Voting and Pseudo-Randomness | SponsorBlock | YouTube Sponsorship Segment Blocker

in #utopian-io6 years ago (edited)

Repository

https://github.com/ajayyy/SponsorBlock
https://github.com/ajayyy/SponsorBlockServer

Voting

A very important feature to make this crowd-sourced system work and prevent bad actors is to implement voting.

voting.gif

"Similar Sponsors"

A sponsor message at the beginning of the video shouldn't compete with one at the end of a video.

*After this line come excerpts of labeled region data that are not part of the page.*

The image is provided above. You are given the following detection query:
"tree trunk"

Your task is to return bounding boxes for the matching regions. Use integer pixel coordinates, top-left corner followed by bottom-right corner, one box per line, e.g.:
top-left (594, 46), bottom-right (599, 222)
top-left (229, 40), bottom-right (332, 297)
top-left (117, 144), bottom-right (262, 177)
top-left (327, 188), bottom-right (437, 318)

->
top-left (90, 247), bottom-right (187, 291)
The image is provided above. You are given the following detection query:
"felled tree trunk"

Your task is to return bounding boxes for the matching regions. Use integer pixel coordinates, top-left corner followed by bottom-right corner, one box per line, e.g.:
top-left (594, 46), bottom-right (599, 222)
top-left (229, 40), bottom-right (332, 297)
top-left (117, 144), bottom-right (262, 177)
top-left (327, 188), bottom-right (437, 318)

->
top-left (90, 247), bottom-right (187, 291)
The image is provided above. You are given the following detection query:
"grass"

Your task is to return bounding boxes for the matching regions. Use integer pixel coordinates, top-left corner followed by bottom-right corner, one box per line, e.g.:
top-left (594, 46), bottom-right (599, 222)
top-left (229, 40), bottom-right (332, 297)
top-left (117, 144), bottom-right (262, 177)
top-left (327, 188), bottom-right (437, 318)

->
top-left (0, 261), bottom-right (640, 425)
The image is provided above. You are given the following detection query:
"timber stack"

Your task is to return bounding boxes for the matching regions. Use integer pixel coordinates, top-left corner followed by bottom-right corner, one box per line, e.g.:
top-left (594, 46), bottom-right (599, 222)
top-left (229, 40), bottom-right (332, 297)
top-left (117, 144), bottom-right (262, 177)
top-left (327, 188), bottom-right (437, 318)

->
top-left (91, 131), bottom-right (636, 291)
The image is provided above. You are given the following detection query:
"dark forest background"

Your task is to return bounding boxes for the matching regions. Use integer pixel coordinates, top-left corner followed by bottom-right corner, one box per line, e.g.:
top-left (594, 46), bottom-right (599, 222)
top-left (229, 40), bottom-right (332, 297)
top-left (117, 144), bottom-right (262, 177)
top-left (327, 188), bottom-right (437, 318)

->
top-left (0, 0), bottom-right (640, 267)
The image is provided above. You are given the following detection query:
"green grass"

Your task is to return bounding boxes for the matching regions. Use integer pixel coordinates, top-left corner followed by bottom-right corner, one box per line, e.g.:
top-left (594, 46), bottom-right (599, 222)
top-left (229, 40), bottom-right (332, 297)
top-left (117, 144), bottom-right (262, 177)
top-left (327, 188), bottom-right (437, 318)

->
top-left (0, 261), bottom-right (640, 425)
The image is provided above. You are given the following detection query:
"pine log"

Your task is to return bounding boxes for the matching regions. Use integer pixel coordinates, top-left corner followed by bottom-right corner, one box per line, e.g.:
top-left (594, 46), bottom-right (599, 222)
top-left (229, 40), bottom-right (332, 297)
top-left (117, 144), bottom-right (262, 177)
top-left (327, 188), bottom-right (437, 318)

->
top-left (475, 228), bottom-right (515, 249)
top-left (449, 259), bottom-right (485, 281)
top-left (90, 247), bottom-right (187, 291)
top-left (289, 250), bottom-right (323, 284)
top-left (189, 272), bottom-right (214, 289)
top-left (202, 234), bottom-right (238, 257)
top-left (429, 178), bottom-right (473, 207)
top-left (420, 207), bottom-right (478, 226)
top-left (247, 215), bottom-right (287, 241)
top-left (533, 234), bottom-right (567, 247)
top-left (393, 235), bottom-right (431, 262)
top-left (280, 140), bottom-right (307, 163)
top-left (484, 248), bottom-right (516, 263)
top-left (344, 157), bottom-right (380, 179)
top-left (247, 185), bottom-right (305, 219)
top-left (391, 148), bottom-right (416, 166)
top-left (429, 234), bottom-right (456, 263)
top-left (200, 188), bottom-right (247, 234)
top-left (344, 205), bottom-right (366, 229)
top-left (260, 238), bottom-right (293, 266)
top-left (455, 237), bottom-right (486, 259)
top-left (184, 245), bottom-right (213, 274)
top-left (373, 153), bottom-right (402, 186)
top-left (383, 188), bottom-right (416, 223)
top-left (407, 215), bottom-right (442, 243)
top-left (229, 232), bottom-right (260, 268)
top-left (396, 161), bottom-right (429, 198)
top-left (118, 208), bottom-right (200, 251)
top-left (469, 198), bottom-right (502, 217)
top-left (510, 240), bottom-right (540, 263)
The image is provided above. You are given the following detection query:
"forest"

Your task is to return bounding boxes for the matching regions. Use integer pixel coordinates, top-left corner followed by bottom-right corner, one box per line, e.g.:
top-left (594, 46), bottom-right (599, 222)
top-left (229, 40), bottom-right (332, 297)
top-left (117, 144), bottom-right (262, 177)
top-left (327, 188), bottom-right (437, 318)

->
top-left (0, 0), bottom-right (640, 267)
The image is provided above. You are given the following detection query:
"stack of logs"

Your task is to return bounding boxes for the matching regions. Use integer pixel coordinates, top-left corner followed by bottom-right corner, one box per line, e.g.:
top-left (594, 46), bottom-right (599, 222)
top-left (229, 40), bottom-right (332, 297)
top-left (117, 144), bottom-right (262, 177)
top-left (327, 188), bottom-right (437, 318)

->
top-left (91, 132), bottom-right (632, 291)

To make votes matter, but not matter in some cases, the program tries to find "similar sponsors". Similar sponsors are sponsor times that are contained inside of each other.

//list of sponsors that are contained inside eachother
let similarSponsors = [];

for (let i = 0; i < sponsorTimes.length; i++) {
    //see if the start time is located between the start and end time of the other sponsor time.
    for (let j = 0; j < sponsorTimes.length; j++) {
        if (sponsorTimes[j][0] > sponsorTimes[i][0] && sponsorTimes[j][0] < sponsorTimes[i][1]) {
            //sponsor j is contained in sponsor i
            similarSponsors.push([i, j]);
        }
    }
}

These sponsors then are compared for votes, and only the best one is sent to the user.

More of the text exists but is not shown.